O braço de Ricardo desfalecia, o remo lhe escapou das mãos esmorecidas. No auge do desalento fez um supremo e desesperado esforço, de um salto pôs-se em pé sobre o barco decidido a atirar-se às ondas a fim de ou alcançar a medonha penedia, ou nelas ficar para sempre sepultado. Ao relancear, porém, os olhos pelos topes do rochedo para medir a distância que dele o separava, deu com os olhos em um vulto de mulher vestida de branco que se destacava no azul do céu sobre a crista de uma rocha, como estátua de alabastro sobre os muros denegridos de vetusto e ruinoso castelo. O mancebo fitou por algum tempo aquela estranha aparição a fim de certificar-se de que não era uma ilusão e, ao que podia julgar pela distância, pareceu-lhe uma gentil donzela no viço dos anos e de incomparável formosura.

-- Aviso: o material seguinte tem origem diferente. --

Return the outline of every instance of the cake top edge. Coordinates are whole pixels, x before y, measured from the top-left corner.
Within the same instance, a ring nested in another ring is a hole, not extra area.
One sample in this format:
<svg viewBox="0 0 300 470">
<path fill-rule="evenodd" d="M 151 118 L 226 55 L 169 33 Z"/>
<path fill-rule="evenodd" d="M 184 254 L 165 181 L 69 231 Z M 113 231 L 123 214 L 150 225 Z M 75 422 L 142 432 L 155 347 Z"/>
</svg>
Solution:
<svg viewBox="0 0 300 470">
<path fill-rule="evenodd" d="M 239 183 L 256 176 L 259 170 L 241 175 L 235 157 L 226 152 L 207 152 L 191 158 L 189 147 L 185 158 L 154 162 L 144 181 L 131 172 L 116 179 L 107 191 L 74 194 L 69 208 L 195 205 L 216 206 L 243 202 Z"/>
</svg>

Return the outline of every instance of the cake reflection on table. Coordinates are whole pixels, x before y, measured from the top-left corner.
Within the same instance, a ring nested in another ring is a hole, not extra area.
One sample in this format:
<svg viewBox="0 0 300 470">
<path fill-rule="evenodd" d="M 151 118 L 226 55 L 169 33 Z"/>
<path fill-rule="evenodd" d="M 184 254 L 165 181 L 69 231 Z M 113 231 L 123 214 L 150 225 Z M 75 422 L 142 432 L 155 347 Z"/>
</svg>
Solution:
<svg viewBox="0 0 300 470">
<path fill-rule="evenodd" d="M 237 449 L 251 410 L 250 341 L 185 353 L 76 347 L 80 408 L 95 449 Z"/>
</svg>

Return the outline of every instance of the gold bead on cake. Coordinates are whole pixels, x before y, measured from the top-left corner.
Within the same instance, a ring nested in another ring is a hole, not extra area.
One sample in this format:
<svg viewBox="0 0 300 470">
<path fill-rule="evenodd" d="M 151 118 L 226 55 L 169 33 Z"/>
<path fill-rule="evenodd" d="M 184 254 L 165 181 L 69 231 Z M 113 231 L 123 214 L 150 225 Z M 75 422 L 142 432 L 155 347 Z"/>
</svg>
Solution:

— É ela! — refletiu o mancebo. — É a fada da ilha encantada…! Será de fato Regina, a misteriosa sereia que aqui mora…? Será essa mulher fatal que precipitou a mim e a meus irmãos na carreira do crime e no abismo do mais tenebroso infortúnio…? Eh! Se for…! Mas… seja embora…! Que me importa…?! Seja quem for: Regina, fada, sereia ou o próprio satanás…! Quero vê-la, quero falar-lhe de perto, perguntar-lhe por meus irmãos, pedir-lhe conta deles, de nosso futuro para sempre anuviado por suas malditas e execráveis mãos, ou vingá-los se os sacrificou ao seu furor…

Nisto tirou o sombreiro e agitou-o vivamente nos ares gritando com força:

— Regina…! Regina…!

A donzela, que atentamente o observava, correspondeu a seus gestos, e com expressiva mímica deu a entender ao moço que estava ansiosa por dar-lhe entrada em sua ilha, e com acenos apropriados indicou-lhe, como já fizera a seus irmãos, a derrota que devia seguir para achar a entrada da mesma. Ricardo compreendeu; amainou a vela, e deixou que as ondas o afastassem das proximidades da penedia. Depois que se achou suficientemente retirado, manobrando convenientemente, rodeou-a pelo sul procurando sua face oriental. Ali as ondas, não sendo mais rechaçadas pelos cachopos, levaram-lhe suavemente o barco até a entrada do estreito canal, que ele transpôs sem dificuldade, e em breve achou-se nas águas serenas do golfo central.